Tiene que ocurrir, desde luego: acabamos comiéndonos la zanahoria. Soy uno de los reclusos de Bioy Casares y mi viaje es interior. Despedazo la zanahoria con mis dientes y noto cómo se hace una masa de piedrecitas jugosas y dulzonas en mi boca. Rumio durante largo rato, maravillado con los sabores, y luego trago. Siento los fragmentos despeñarse esófago abajo hasta el abismo profundo de mi estómago, los siento desaparecer en las insondables simas de mi entraña. Casi soy capaz de percibir cómo allí se descomponen en sus elementos esenciales, las vitaminas y todo eso, y soy feliz. Tal cosa, creo, es la come-trapo (munchis, en el idioma tosco de los bogotanos): no un hambre desmesurada que despiertan los componentes secretos de la cannabis, sino el ansia de probar las sensaciones que pueden percibirse con los sentidos activados en los recodos más ocultos del organismo. El vuelo es un enloquecido viaje por el adentro y el afuera del cuerpo, en el que los sentidos se alternan para mostrarnos diversas facetas del universo más bien desconocidas por la cotidianidad. Cuando además participa la mente, el viaje se hace entre las dimensiones. A veces se involucra también el espíritu y es ese uno de los escasos momentos en que a los humanos les es dado avizorar cómo trabajan los dioses. En esto, la marihuana se parece a otros regalos del reino vegetal, si bien le falta la majestad, digamos, del yagé.
            De todo esto, y de la vida íntima de su generación, habla Felipe en su libro. Cuando me presentó los primeros borradores de lo que entonces era su proyecto de grado, supe que me hallaba ante un trabajo importante. Un cronista de los grandes nacía delante de mí.
            —Lo único que te pido —le dije con la misma emoción que siento ahora— es que me permitás el honor de escribir el prólogo.
            Dos años o más han pasado.

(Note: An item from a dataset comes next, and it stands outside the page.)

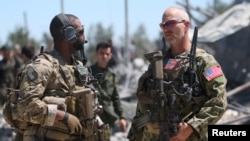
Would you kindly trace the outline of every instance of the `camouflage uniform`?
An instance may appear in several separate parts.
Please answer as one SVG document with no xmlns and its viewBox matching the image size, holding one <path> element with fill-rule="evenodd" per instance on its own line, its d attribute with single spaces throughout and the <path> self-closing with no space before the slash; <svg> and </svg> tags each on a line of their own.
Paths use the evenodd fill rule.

Felipe se graduó con mención de honor, siguió cultivando la amistad de sus personajes, hizo más inmersión en sus historias, obtuvo el premio de la Gobernación, corrigió la primera parte y escribió la segunda. Generoso, mantuvo la promesa de permitirme escribir este prólogo. Lo llamé para que me diera unos datos y me mostrara el pueblo.
            —En todo caso —dijo hace unos segundos—, no me haga ver como un ogro, que en últimas yo soy uno de esos pubertos.